Date of Award

Summer 7-1999

Document Type

Thesis

Degree Name

Honors College

Department

Biology

First Advisor

Dr. Clyde Robertson

Second Advisor

Dr. Joyce W. O'Rourke

Third Advisor

Dr. Beverly Wade

Abstract

The purpose of this thesis is to give insight into the role played by the African American midwife in the rural south, including Louisiana, Alabama, Texas, and Florida. The African American midwife was responsible for prenatal care, delivery, and a certain degree of postnatal care for the mother and the infant. During slavery, she was all that the slaves had. The African American midwife also aided in delivery of some of the whites as well in a time when blacks were considered to be no more than animals. This proves that the African American midwife was more than a savage delivering babies for her peers.
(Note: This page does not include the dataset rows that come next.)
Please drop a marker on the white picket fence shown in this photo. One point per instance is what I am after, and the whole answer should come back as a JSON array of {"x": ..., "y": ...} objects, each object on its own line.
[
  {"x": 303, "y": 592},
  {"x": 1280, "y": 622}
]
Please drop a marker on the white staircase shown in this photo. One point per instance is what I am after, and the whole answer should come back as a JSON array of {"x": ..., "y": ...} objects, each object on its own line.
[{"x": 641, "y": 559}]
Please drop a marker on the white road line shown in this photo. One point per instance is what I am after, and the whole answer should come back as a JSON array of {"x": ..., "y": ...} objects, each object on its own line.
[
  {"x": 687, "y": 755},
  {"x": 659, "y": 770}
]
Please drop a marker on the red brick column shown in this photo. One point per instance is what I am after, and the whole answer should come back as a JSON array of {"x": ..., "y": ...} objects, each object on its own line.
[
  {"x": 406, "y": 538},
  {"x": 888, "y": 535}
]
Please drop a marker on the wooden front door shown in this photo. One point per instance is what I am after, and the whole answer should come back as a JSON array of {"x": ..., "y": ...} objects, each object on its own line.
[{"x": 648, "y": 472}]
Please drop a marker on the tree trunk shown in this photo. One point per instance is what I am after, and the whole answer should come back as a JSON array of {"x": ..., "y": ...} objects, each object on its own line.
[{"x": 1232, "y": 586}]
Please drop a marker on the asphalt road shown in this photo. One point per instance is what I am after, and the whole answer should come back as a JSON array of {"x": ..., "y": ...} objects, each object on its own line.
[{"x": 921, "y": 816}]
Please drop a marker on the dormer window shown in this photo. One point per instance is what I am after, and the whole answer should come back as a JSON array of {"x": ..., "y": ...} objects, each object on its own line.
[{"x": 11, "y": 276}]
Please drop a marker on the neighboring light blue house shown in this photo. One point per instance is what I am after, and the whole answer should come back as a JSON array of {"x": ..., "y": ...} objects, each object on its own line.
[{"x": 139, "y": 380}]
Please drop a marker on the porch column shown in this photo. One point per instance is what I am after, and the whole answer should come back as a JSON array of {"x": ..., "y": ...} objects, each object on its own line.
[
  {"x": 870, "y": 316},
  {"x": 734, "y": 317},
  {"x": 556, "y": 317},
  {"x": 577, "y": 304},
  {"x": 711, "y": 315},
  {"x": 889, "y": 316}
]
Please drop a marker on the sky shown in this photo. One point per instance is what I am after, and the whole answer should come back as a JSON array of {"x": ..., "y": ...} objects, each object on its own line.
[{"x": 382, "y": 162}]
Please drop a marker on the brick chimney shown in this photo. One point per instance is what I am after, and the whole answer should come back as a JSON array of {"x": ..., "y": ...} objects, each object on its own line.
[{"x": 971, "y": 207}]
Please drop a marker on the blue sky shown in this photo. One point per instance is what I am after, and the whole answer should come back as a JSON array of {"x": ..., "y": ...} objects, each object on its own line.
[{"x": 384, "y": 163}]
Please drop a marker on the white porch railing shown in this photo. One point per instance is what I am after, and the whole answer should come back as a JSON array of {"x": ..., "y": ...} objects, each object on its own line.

She was respected and considered as highly capable of performing her duties since she received an amount of education from white physicians. After the Civil War and subsequent end of slavery, the African American midwife continued to play a crucial role in health care of African Americans in the segregated rural south. She was able to provide them with a level of health care that they otherwise would have been deprived of. By desegregation, the role of the African American midwife became obsolete. Since African Americans were able to enter hospitals, be seen by white physicians, and become physicians themselves, there was less need for the African American midwife.